What has caused this steady reduction? In a word, government. Even bad government is better than no government for reducing violence. And expanding education that enables people to glimpse the lives of others seems to have been crucial as well.

The Better Angels of Our Nature has received high praise and some hard criticism. Reviewers have questioned Pinker’s comparison of six-year-long modern wars with the century-long Mongol conquest and have noted the book’s omission of Mao, Stalin, and the impact of colonialism. Many reviewers seem admiring of the book but not convinced; the modern world still seems very dangerous and the bad news never stops.

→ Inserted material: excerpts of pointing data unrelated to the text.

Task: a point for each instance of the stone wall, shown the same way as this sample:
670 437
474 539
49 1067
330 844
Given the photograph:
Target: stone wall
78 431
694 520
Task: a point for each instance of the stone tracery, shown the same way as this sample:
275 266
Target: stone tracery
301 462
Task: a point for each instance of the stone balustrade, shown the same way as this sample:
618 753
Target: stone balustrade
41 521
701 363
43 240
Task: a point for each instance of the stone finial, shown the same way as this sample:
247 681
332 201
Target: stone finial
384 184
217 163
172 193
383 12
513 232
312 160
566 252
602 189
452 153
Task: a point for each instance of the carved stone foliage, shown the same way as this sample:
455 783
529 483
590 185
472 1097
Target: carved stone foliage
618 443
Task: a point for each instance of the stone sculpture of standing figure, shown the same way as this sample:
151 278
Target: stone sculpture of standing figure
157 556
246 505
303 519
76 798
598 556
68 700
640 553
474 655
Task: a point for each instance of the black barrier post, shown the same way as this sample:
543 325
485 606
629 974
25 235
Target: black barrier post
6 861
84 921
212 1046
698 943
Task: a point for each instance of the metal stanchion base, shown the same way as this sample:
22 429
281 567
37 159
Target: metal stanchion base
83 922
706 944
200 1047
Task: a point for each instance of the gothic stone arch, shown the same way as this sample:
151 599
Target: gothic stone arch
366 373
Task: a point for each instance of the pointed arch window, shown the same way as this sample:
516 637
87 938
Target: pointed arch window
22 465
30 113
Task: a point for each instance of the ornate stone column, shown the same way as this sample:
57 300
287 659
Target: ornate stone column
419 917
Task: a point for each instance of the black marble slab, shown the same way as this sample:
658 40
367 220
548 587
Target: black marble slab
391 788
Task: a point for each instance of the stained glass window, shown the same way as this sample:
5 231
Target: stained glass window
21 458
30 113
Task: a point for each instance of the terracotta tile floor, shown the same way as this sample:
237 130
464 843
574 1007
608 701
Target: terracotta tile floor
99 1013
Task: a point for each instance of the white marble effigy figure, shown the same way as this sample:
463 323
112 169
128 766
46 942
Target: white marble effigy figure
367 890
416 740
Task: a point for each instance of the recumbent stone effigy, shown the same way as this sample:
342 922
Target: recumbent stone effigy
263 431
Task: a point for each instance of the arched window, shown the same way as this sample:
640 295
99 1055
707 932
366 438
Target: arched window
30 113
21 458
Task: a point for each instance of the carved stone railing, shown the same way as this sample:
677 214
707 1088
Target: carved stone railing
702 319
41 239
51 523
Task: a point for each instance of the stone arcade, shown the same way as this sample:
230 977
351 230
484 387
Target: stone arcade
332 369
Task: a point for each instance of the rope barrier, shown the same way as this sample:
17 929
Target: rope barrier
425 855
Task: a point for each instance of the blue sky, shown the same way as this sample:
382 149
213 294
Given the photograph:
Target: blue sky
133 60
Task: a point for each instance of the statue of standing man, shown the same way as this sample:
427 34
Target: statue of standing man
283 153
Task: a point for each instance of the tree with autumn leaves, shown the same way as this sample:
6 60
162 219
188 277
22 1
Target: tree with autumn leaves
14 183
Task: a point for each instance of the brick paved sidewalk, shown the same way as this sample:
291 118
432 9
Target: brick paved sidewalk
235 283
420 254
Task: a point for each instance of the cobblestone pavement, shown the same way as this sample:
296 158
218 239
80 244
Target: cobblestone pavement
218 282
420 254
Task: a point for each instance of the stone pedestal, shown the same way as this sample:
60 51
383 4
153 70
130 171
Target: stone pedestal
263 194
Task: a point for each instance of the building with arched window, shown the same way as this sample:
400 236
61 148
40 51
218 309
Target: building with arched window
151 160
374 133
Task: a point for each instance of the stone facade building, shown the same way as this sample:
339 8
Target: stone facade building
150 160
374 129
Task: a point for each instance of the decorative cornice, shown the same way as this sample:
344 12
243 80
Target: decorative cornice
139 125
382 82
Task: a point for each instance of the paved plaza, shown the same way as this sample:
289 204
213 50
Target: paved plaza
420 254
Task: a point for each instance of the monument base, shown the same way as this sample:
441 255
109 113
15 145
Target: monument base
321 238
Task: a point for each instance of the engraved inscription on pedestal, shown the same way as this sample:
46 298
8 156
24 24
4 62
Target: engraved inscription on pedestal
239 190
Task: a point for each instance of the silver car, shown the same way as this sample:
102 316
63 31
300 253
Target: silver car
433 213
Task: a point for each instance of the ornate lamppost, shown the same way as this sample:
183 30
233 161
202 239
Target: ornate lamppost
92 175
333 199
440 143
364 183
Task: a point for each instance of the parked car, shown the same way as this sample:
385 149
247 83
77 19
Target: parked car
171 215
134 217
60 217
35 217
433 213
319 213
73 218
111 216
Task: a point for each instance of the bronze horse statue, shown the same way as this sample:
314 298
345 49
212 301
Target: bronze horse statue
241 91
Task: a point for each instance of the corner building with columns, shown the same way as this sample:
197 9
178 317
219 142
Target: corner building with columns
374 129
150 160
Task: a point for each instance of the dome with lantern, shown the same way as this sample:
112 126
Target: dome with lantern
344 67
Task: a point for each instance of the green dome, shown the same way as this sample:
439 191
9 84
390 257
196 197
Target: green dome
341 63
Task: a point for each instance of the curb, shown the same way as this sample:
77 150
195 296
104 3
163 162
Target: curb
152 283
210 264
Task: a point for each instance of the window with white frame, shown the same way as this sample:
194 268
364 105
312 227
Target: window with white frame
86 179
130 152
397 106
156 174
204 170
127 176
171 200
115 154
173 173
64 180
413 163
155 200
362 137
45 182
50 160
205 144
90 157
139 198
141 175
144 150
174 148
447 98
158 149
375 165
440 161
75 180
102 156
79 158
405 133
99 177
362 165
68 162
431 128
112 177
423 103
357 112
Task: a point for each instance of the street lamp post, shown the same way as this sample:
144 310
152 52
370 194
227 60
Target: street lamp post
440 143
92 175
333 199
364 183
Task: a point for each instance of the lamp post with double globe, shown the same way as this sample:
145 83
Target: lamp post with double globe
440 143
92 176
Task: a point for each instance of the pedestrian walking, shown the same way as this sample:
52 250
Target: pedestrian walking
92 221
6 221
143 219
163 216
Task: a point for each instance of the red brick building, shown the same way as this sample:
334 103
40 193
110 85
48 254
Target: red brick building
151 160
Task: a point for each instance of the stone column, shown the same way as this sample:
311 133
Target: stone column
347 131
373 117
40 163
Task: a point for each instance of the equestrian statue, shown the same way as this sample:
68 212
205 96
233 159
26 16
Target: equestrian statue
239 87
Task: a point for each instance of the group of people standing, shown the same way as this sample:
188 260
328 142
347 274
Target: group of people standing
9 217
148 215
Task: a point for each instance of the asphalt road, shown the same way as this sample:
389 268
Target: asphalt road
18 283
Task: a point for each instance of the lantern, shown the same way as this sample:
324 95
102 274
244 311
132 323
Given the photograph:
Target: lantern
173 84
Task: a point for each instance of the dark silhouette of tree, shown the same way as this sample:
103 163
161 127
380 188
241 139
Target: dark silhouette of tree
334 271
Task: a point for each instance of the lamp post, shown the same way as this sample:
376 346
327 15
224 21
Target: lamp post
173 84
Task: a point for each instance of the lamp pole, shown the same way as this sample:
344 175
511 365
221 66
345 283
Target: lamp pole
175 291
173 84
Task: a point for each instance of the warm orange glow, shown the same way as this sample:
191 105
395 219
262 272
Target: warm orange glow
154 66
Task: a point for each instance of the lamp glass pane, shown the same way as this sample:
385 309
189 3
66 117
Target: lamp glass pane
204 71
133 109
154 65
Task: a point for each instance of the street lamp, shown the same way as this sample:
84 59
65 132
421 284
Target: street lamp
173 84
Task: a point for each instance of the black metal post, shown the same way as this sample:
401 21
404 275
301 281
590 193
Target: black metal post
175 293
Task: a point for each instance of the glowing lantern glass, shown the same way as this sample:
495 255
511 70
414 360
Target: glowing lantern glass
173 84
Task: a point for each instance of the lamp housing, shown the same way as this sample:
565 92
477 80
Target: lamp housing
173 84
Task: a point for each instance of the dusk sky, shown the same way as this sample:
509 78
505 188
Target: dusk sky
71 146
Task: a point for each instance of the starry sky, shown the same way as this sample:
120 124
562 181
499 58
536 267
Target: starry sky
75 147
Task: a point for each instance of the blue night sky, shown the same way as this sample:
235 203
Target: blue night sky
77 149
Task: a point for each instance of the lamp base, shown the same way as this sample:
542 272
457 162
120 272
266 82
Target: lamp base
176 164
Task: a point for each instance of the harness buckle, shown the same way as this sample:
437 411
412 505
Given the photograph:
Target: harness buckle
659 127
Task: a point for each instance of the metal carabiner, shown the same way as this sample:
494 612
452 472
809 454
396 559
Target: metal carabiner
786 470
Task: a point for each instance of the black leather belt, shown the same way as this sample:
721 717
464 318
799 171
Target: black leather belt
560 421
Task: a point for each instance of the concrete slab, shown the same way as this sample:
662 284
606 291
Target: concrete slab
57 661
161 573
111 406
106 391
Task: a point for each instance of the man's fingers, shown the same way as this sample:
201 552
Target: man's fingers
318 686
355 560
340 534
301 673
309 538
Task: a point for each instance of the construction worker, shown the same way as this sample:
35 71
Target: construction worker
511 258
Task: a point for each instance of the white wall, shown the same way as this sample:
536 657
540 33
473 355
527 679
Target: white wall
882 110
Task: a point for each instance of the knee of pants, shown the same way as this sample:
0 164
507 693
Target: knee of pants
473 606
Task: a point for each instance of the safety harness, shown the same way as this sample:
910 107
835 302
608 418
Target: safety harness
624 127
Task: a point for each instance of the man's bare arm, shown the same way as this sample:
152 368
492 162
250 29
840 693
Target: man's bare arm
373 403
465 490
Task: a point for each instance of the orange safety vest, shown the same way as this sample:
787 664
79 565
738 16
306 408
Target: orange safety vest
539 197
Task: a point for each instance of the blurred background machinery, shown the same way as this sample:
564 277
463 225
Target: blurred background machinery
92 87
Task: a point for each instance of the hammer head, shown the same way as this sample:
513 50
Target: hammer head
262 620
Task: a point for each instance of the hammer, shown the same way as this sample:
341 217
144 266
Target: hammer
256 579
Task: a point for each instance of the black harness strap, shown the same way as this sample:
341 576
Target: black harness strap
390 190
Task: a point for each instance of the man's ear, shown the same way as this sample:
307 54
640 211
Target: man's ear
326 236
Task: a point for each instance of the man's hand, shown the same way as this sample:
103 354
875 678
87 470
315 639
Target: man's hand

One reason for the skepticism is demographic. Until 1800, the world numbered fewer than a billion people; it reached 2.5 billion only around 1950 and today soars over 7 billion. This curve skews comparisons of violent death numbers. Ranked by death rate at the time, the deadliest event in world history was the 8th century An Lushan revolt in Tang China, resulting in 36 million deaths, a sixth of the world’s population of about 250 million. But today, despite the global billions, even a handful of deaths rate as “breaking news.”

About the future, Pinker makes no predictions. By implication he suggests that we need to understand ourselves as well as we can and learn from the past to sustain the decline. At a time when ideologies and technologies seem beyond the control of government and decency alike, The Better Angels is sobering and steadying.